"Değerli kardeşim Sisi, sana bu mektubu Ankara'dan yazıyorum.
Ne mutlu bizlere ki birkaç günlüğüne bile olsa seninle aynı güzel havayı soluyacağız...
Hoş geldin.
Bizim için çok değerlisin.
Zamanında sana çok sövdük, acayip hakaretlerde bulunduk.
Onları Mısır basınından herhalde izlemişsindir.
Üzdüysek kusura bakma, biz böyleyizdir.
Bükemediğimiz eli öperiz! Şimdi sıra senin elini öpmeye geldi.

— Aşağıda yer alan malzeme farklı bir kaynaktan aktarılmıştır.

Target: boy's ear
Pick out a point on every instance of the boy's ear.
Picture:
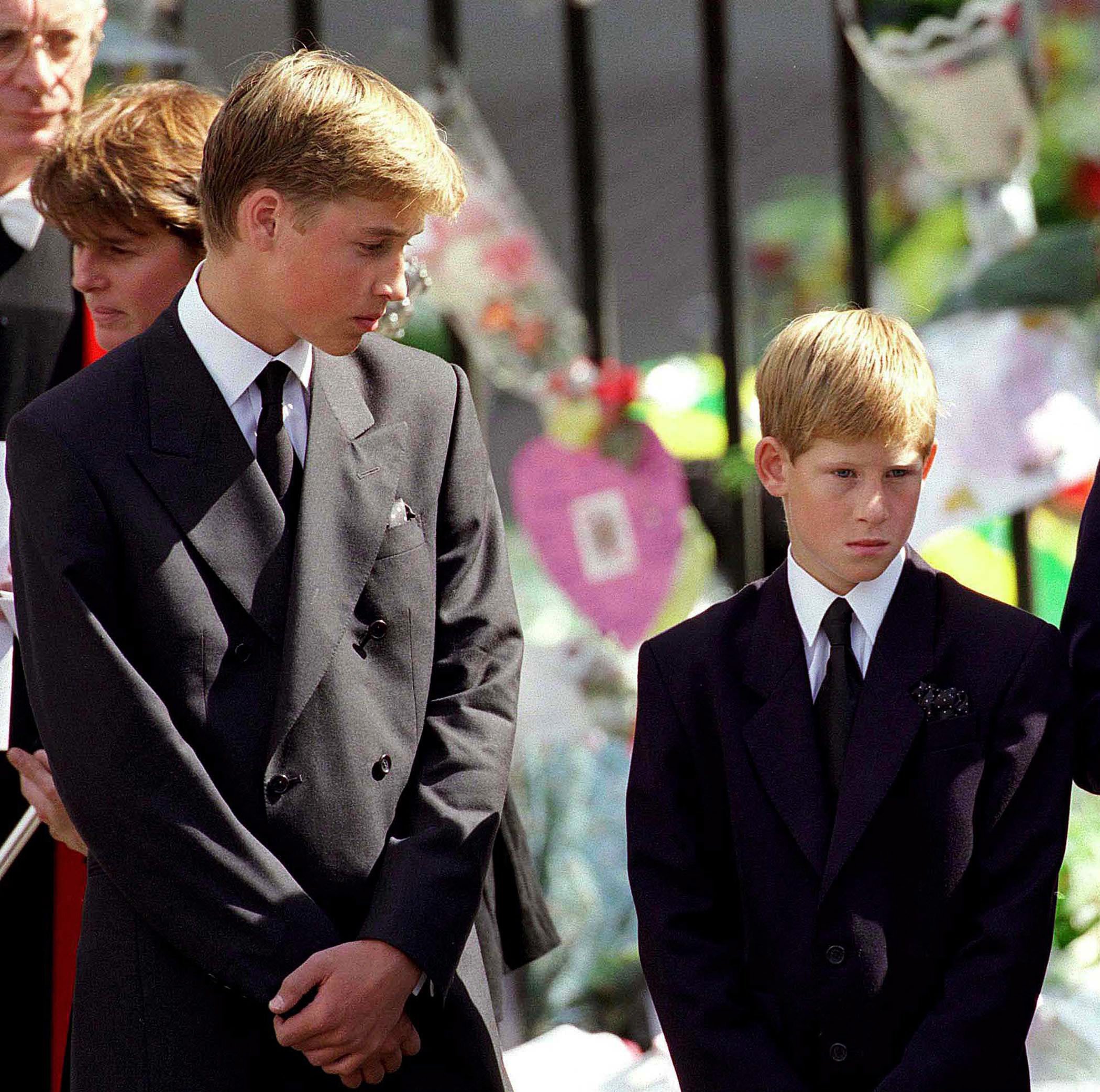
(259, 216)
(930, 459)
(773, 466)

Herhalde biliyorsundur, bizim Recep Bey diye bir dünya liderimiz var.
Sen onun radarına girdin!
Allah hiç kimseyi onun radarına sokmasın, valla giren mahvolur.
Sağlam giren çürük çıkar, eşekten düşmüş karpuz gibi olur.
Recep Bey açar ağzını yumar gözünü, vurdukça vurur, hasmını duman eder.
Ne yapalım yani, onun bu yakıcı piyangosu sana da vurmuş oldu!
Sisi, sana katil dedi, darbeci dedi, diktatör dedi, aklına ne gelirse söyledi.
Hem de dünya liderimiz bu sözleri hiç çekinmeden neredeyse her gün, yurt dışında bile söylüyordu.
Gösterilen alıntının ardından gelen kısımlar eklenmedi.